Daniel J. Munoz//October 17, 2019//
The Murphy administration on Thursday unfroze $114 million of spending from the 2020 budget lawmakers sent the governor in June – nearly half of the $235 million he put on hold – arguing that the move was justified by strong state monetary performance.
A statement from the state treasury, released just an hour before Gov. Phil Murphy’s move, indicated that the state’s revenue recollections for September – the third full month of the 2020 fiscal year – were on target, a sign of optimism for New Jersey’s budget in the coming year.
Murphy froze dozens of spending items when he signed the $38.7 billion budget on June 30, arguing they might not be supported by revenue or savings predicted by lawmakers.

Revenue for the first quarter of the fiscal year – July through September – was up 7 percent over the same period last year.
Legislative leadership had accused Murphy of twisting arms politically, since many of the items he froze were related to Cooper University Health Care, where one of Murphy’s biggest political foes is the board chair: South Jersey power broker George Norcross. But, the unfrozen dollars include a $7 million grant to Cooper Medical School of Rowan University, $1.3 million for the South Jersey Cancer Program in Camden, $5 million for the Rowan/Cooper Medical School operations support and $170,000 for the Rutgers Camden Mental Health and Well Being program.
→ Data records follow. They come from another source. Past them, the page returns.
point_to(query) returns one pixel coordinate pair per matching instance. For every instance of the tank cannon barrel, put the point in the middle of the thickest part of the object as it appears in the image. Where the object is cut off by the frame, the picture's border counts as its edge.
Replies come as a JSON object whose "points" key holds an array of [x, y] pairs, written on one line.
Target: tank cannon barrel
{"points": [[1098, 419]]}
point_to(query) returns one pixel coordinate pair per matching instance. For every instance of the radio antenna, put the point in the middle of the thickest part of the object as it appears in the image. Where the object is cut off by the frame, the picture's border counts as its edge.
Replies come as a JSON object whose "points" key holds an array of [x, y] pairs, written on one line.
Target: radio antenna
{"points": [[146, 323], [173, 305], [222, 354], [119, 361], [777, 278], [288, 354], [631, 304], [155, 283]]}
The administration unfroze $53.7 million of transitional aid, which is state aid that goes to help balance the books of the state’s poorest municipalities.
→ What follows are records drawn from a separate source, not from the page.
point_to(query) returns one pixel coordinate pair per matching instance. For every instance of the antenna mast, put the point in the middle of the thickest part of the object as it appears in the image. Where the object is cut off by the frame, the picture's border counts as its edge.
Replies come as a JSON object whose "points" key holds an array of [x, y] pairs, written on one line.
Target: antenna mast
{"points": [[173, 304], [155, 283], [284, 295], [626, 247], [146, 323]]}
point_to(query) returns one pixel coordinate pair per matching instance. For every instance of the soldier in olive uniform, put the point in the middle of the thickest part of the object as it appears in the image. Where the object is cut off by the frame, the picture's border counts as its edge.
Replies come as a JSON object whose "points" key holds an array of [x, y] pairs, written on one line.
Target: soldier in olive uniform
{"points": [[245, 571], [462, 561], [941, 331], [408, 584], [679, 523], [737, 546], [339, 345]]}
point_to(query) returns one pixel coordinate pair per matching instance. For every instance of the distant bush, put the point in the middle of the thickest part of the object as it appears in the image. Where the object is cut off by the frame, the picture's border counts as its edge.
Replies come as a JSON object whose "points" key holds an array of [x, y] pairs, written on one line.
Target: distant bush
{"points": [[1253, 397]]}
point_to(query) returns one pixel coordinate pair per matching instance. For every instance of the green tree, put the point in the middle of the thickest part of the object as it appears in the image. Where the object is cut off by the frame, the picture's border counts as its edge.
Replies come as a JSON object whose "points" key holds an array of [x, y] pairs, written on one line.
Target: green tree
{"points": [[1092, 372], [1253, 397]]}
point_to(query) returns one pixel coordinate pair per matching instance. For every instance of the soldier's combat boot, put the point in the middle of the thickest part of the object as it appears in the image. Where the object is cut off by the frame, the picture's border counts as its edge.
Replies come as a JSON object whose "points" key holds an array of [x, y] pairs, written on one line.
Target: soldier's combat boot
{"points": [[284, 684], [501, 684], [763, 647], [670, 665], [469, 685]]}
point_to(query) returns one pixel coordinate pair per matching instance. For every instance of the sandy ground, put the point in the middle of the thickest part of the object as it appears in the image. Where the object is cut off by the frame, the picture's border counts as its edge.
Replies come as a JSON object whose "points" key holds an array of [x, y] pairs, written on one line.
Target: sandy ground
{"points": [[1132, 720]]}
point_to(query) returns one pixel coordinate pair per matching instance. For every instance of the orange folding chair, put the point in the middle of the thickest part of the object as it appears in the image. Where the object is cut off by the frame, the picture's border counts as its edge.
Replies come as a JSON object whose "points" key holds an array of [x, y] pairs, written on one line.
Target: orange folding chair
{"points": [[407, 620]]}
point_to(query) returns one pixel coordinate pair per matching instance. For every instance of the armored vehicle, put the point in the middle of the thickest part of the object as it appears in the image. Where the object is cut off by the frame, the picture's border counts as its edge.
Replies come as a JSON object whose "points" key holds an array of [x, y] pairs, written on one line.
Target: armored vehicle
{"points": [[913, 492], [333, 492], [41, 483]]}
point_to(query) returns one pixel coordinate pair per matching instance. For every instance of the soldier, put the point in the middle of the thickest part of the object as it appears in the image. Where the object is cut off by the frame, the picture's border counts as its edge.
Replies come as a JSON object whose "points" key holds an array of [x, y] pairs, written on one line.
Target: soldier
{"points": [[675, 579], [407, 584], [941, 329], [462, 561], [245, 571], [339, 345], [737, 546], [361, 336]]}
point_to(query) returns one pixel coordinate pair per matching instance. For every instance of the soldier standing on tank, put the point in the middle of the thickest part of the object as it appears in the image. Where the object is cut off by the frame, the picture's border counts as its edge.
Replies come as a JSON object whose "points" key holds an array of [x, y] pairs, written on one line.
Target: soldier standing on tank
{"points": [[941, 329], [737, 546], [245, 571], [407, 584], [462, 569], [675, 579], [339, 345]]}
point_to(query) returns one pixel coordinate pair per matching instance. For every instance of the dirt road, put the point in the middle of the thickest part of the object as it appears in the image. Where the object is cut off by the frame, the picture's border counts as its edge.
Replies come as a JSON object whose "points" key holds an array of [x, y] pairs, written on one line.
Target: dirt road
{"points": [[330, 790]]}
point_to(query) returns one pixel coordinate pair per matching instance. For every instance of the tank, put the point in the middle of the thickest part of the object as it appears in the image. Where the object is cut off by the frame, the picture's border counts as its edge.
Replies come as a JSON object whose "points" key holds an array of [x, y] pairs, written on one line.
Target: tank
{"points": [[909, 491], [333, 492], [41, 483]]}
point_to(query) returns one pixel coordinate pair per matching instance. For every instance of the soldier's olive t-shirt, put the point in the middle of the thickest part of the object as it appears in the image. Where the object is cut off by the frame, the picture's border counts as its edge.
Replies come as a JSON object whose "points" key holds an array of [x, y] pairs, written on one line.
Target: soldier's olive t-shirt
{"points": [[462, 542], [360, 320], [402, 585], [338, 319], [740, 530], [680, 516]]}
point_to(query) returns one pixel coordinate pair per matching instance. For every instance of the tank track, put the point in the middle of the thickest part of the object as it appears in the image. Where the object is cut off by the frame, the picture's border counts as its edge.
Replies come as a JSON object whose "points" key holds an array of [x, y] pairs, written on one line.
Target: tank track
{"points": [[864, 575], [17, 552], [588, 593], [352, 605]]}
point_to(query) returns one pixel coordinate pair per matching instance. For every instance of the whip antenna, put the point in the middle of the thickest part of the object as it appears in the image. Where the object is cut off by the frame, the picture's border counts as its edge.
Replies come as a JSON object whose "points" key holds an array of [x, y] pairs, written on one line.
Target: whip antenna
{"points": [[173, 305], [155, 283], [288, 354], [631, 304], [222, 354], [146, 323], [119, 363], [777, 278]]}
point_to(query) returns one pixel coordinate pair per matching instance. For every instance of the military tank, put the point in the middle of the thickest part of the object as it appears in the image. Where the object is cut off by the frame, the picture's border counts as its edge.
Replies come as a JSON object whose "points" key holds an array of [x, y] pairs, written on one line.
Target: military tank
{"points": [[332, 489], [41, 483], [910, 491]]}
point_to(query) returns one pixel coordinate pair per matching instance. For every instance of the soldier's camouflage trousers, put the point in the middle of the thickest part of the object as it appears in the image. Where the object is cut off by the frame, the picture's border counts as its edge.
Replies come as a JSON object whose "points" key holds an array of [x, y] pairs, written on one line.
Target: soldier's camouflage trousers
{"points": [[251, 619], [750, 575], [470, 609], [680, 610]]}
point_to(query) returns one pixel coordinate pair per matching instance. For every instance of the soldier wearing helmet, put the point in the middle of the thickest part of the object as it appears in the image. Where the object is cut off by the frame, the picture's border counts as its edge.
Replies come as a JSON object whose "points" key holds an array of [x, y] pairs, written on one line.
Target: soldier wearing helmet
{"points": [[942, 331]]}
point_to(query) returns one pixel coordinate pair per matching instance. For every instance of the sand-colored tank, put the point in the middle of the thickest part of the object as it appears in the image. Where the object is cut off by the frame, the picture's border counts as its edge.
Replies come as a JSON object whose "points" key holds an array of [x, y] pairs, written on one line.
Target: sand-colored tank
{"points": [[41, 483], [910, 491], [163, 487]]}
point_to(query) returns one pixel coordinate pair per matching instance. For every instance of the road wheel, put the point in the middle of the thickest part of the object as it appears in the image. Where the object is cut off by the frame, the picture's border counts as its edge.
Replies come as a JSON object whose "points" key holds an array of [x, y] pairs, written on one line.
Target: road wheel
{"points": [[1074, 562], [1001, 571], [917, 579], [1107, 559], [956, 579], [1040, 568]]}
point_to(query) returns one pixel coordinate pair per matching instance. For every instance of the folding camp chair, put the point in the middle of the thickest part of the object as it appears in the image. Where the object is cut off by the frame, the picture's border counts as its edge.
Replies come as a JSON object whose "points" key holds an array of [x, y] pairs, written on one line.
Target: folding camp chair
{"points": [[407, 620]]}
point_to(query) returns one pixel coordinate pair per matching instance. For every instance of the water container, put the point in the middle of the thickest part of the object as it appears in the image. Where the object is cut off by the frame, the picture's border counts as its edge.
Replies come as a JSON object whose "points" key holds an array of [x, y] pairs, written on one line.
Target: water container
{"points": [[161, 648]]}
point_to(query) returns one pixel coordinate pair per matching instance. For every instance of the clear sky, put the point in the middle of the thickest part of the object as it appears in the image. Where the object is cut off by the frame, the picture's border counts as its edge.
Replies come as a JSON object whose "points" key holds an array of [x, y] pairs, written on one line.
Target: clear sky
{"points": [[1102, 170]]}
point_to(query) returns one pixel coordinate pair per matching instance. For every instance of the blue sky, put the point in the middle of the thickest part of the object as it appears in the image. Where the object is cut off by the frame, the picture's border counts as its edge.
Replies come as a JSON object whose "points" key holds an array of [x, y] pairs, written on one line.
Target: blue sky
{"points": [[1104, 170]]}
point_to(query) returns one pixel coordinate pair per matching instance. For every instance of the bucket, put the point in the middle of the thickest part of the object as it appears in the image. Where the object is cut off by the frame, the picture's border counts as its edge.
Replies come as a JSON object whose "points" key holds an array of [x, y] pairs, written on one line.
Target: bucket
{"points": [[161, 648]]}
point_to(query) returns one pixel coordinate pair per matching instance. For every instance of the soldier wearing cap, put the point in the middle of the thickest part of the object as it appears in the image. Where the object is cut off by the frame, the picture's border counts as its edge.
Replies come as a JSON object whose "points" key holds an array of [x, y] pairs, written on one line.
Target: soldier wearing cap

$20 million dollars for the Essex County Jail Substance Use Disorder program was unfrozen, as was $500,000 for the state’s hemp farming fund, $100,000 for the Jersey Fresh program, $396,000 for Holy Name Hospital’s Palliative Care Pilot Program and $3 million for the NJ Agricultural Experiment Station.
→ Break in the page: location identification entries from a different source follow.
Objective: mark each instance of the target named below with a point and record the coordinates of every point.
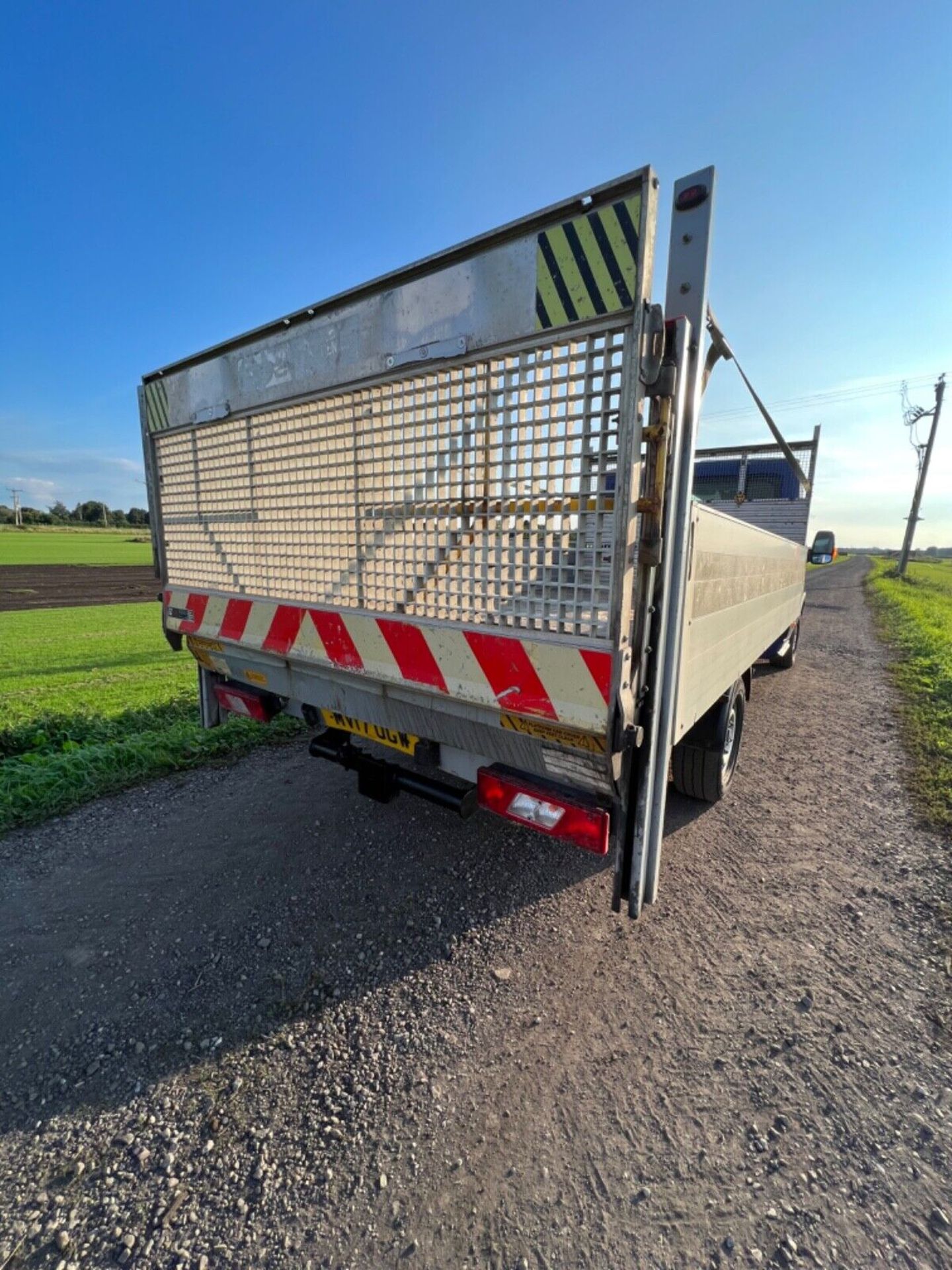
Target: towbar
(382, 781)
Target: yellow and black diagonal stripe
(157, 405)
(588, 267)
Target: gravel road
(253, 1020)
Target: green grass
(916, 618)
(75, 546)
(93, 700)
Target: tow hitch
(382, 781)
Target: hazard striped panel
(546, 680)
(588, 267)
(157, 405)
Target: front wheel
(705, 762)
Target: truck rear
(447, 520)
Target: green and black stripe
(157, 405)
(588, 267)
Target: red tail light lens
(247, 702)
(520, 798)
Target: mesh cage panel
(473, 493)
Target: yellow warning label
(588, 266)
(555, 733)
(204, 652)
(403, 741)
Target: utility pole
(923, 472)
(17, 511)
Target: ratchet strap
(720, 349)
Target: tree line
(91, 513)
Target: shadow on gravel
(155, 931)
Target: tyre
(789, 658)
(705, 762)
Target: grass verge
(75, 546)
(916, 619)
(93, 700)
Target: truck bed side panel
(746, 588)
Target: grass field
(916, 618)
(75, 546)
(93, 700)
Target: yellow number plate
(401, 741)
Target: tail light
(247, 702)
(543, 807)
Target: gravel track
(253, 1020)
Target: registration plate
(403, 741)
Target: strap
(720, 349)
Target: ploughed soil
(60, 586)
(252, 1020)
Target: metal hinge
(428, 352)
(651, 345)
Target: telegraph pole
(923, 473)
(17, 512)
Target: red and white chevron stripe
(555, 681)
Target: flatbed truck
(447, 519)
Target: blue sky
(177, 173)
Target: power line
(912, 415)
(811, 400)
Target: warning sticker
(554, 732)
(588, 266)
(205, 653)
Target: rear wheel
(705, 762)
(785, 662)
But the unfrozen transitional aid is roughly just half of what lawmakers appropriated, and it is not clear which local governments will receive the dollars and which will still have to wait.
Stockton University was appropriated $4.6 million for dormitory construction at its Atlantic City campus in the 2020 budget, but that is still frozen, as is $4 million to the Turtleback Zoo in Essex County, $2.5 million to the Rutgers School of Engineering and $1 million each to Ramapo College, Thomas Edison University, The College of New Jersey and New Jersey City University.